DAN Analysis 8 min read May 14, 2026

Claude Code, OpenHands, and Devin: How the 2026 SWE-bench Race Is Reshaping Code Execution Agents

Three competing code execution agents racing along diverging scaffolding paths above a benchmark leaderboard

Table of Contents

TL;DR

The shift: The same base model now produces wildly different SWE-bench scores depending on which agent scaffold wraps it.
Why it matters: The buying decision for Code Execution Agents stopped being about the LLM and started being about the harness.
What’s next: First-party scaffolds (Claude Code, Codex) pull away from generic integrations, and broader evals replace pure Verified scoring.

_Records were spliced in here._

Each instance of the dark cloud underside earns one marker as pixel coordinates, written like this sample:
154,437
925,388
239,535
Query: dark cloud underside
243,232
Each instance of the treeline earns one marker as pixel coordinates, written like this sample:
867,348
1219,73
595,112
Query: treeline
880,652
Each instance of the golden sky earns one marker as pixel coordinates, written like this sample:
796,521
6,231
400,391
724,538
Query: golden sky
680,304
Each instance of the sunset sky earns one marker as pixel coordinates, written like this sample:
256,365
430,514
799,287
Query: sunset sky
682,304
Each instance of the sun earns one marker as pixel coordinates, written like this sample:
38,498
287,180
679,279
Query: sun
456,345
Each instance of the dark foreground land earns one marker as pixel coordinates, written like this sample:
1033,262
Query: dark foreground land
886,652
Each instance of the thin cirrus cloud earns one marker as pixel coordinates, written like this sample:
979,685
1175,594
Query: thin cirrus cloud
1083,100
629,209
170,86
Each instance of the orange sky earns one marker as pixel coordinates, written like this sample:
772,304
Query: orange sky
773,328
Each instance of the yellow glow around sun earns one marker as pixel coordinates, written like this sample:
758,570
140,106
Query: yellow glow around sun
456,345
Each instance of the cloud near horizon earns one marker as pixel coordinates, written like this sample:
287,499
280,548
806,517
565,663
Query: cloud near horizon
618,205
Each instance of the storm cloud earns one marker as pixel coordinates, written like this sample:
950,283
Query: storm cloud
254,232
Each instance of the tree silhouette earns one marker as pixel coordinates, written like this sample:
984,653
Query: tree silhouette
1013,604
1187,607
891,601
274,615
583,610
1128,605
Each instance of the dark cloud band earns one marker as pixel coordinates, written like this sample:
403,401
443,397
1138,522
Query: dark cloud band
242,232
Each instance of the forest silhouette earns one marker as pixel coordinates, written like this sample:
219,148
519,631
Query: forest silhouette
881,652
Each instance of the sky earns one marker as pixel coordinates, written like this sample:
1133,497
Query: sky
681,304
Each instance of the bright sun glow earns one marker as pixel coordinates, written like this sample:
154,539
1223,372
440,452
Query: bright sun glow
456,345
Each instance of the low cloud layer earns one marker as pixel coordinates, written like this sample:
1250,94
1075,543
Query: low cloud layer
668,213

The leaderboard is misleading you. Anthropic’s models hold five of the top ten slots on SWE-bench Verified. GPT-5.5 sits at 88.7%. Headlines keep crowning a new king every six weeks. But the actual purchasing decision — which coding agent your team should bet on — has stopped being a model decision. The scaffold around the LLM now swings results by roughly 17 points on the same base weights. That’s the whole story.

The Real Race Isn’t Between Models — It’s Between Scaffolds

Thesis: The 2026 SWE-bench race split — frontier models keep climbing, but the agent framework wrapped around them now decides whether code ships or stalls.

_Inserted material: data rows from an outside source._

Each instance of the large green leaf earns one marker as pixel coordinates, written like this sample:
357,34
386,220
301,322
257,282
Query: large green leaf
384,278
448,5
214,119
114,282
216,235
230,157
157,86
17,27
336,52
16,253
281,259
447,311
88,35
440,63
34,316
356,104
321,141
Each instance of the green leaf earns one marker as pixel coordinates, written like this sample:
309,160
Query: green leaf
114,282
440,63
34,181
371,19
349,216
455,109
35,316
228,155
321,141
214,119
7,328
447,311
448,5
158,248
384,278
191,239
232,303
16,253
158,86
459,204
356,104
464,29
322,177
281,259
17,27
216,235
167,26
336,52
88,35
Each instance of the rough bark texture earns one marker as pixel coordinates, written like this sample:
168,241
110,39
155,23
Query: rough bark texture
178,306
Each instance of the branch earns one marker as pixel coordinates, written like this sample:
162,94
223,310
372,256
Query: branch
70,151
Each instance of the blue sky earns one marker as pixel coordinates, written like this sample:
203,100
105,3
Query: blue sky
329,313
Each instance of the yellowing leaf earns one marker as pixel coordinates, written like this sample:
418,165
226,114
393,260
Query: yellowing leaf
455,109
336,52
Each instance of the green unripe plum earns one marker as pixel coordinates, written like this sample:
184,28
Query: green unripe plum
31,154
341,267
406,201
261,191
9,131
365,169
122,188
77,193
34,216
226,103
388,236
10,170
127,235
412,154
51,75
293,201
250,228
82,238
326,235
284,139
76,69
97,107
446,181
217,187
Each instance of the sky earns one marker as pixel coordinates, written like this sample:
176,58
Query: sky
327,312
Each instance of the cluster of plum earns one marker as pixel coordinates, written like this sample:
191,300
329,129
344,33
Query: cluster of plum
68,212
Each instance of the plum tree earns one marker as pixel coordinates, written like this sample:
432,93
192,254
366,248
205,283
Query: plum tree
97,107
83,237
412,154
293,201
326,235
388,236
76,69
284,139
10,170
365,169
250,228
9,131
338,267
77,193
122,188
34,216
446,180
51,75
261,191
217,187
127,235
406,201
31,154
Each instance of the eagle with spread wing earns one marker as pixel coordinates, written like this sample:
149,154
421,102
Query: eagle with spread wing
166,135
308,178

For two years the assumption was simple. Pick the strongest model, get the strongest agent. That assumption is broken.

Look at Claude Opus 4.6 alone. On a bare scaffold it posts 80.8% on SWE-bench Verified. Wrap that same model in OpenHands with CodeAct v3 and the score lands at 68.4% (Awesome Agents). Same weights. Same benchmark. A ~17-point gap.

That’s not noise. That’s architecture.

The benchmark is no longer measuring the model. It’s measuring how well the harness plans, retries, recovers, and reads the file system. That work is Workflow Orchestration For AI, and the agent is the product now — not the model.

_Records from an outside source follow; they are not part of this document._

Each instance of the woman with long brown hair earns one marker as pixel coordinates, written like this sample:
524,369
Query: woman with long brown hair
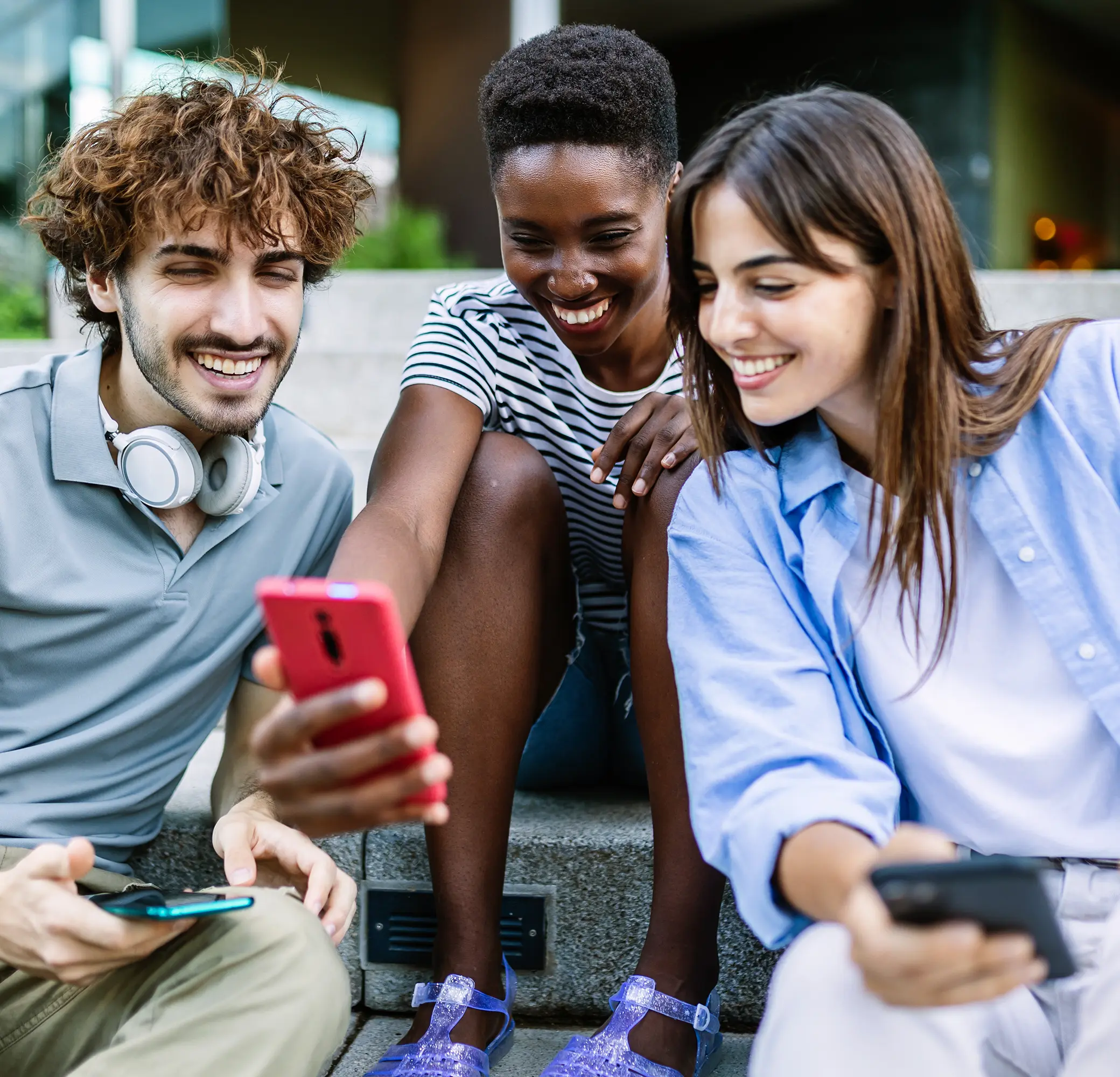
894,599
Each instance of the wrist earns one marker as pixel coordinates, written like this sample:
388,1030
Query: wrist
256,803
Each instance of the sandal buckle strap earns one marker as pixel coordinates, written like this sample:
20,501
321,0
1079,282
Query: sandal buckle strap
640,991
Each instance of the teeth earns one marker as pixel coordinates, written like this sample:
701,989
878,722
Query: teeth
228,366
583,317
751,367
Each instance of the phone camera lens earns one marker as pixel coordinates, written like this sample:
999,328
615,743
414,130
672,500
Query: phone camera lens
925,894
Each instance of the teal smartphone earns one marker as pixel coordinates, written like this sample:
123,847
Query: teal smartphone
167,905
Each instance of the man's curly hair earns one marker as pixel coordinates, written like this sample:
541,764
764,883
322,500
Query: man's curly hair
592,84
234,146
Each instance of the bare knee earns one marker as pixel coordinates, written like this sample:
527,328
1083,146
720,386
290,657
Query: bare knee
509,487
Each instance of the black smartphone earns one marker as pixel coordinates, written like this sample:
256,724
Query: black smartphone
1000,894
167,905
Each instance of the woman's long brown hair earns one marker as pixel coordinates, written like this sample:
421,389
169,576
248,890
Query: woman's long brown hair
949,388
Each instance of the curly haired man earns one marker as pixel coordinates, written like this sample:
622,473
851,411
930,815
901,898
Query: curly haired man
148,483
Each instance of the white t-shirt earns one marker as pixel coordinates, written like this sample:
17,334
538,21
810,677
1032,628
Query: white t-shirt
999,748
484,342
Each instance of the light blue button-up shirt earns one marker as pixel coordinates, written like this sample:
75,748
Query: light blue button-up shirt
118,652
778,732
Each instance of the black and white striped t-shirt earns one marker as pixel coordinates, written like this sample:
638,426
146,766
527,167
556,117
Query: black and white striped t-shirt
485,343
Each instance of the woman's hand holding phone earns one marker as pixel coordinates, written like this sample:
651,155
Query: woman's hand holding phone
313,787
944,964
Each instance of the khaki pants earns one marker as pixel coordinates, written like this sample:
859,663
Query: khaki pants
250,994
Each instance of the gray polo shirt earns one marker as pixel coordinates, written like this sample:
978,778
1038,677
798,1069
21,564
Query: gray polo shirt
118,653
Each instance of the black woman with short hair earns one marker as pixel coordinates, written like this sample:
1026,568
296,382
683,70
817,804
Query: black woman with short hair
519,506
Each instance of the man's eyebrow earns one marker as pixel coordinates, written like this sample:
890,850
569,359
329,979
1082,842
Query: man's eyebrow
279,254
192,250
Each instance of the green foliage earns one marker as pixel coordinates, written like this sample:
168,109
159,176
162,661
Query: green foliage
410,239
23,313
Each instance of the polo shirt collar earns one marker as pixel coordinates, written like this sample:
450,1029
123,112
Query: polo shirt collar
79,450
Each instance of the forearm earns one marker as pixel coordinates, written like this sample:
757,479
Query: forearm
819,866
381,546
234,781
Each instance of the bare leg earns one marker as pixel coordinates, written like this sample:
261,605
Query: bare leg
680,948
491,648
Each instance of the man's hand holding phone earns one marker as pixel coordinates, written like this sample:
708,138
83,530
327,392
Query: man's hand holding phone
47,931
314,788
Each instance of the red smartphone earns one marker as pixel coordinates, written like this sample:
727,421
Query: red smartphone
332,633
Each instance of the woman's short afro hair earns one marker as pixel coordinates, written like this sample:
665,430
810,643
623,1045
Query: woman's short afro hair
592,84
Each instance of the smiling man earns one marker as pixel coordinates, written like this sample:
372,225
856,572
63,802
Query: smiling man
148,483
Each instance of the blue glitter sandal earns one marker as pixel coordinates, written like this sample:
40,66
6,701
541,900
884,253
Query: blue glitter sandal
434,1055
608,1054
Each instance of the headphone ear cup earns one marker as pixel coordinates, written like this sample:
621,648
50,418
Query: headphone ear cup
231,476
160,467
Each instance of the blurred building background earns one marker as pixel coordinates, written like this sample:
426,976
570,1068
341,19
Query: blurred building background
1018,101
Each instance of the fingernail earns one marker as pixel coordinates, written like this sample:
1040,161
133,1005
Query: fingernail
369,693
417,735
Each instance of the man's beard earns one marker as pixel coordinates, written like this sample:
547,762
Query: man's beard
236,417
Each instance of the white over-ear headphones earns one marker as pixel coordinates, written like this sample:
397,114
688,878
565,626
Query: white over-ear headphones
165,471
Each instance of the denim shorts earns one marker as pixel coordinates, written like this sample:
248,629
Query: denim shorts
587,735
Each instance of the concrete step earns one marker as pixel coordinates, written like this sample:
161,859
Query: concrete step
371,1033
594,852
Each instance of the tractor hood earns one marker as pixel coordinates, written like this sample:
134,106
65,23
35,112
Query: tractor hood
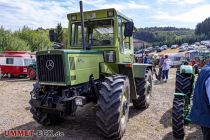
67,67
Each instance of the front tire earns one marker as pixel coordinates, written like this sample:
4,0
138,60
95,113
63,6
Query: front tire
40,115
113,106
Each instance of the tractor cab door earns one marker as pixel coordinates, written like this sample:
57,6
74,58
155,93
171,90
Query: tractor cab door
125,43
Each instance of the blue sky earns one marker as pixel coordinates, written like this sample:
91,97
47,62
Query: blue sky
14,14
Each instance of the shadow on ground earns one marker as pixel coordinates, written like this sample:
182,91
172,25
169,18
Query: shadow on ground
166,119
16,80
193,132
82,127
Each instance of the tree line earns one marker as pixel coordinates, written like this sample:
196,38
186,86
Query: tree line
27,39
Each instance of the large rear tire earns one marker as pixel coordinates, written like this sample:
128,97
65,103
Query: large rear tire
113,106
178,117
184,84
31,74
40,115
144,90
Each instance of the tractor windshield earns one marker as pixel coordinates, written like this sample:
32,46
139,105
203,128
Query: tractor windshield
97,33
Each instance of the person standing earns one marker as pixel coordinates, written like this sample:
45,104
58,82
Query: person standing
200,112
160,73
165,68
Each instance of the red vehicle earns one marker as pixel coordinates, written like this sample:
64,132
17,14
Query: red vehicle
15,63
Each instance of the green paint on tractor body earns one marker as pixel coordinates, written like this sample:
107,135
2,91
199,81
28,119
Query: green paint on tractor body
186,69
100,70
79,64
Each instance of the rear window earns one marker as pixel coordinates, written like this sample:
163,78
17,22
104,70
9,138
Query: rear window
9,60
27,62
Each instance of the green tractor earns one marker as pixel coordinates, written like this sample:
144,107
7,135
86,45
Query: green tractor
185,78
32,71
98,66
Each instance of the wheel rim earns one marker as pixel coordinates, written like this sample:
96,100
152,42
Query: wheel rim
31,74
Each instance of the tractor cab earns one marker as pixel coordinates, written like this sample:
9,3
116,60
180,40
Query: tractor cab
97,66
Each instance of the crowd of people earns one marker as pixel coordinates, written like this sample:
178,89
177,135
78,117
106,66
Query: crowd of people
200,111
159,62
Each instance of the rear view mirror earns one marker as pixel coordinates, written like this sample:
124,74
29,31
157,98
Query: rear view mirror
52,35
129,26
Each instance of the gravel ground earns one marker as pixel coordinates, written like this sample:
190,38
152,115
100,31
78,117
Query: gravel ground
153,123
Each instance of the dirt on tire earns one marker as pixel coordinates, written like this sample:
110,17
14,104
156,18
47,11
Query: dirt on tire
153,123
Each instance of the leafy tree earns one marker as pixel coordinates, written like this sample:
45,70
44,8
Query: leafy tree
59,33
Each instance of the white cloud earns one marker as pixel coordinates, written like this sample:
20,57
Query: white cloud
46,14
194,15
14,14
181,2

Three Numbers, One Pattern

The evidence stacks the same direction from three independent angles.

Anthropic’s first-party scaffold leads. Claude Code on Opus 4.7 posts 87.6% on SWE-bench Verified (llm-stats.com). The same Opus weights under a generic scaffold drop materially. Anthropic isn’t winning because Opus is best in isolation. Anthropic is winning because Anthropic built the scaffold.

OpenAI ran the same playbook. GPT-5.5 hit 88.7% on April 23, 2026 (OpenAI), but the agent shipping into real workflows is GPT-5.3-Codex — purpose-built tooling, Codex-tuned, leading Terminal-Bench 2.0 at 77.3% and SWE-bench Pro at 56.8%. The Codex variant exists because raw GPT-5.x without a scaffold is not the same product.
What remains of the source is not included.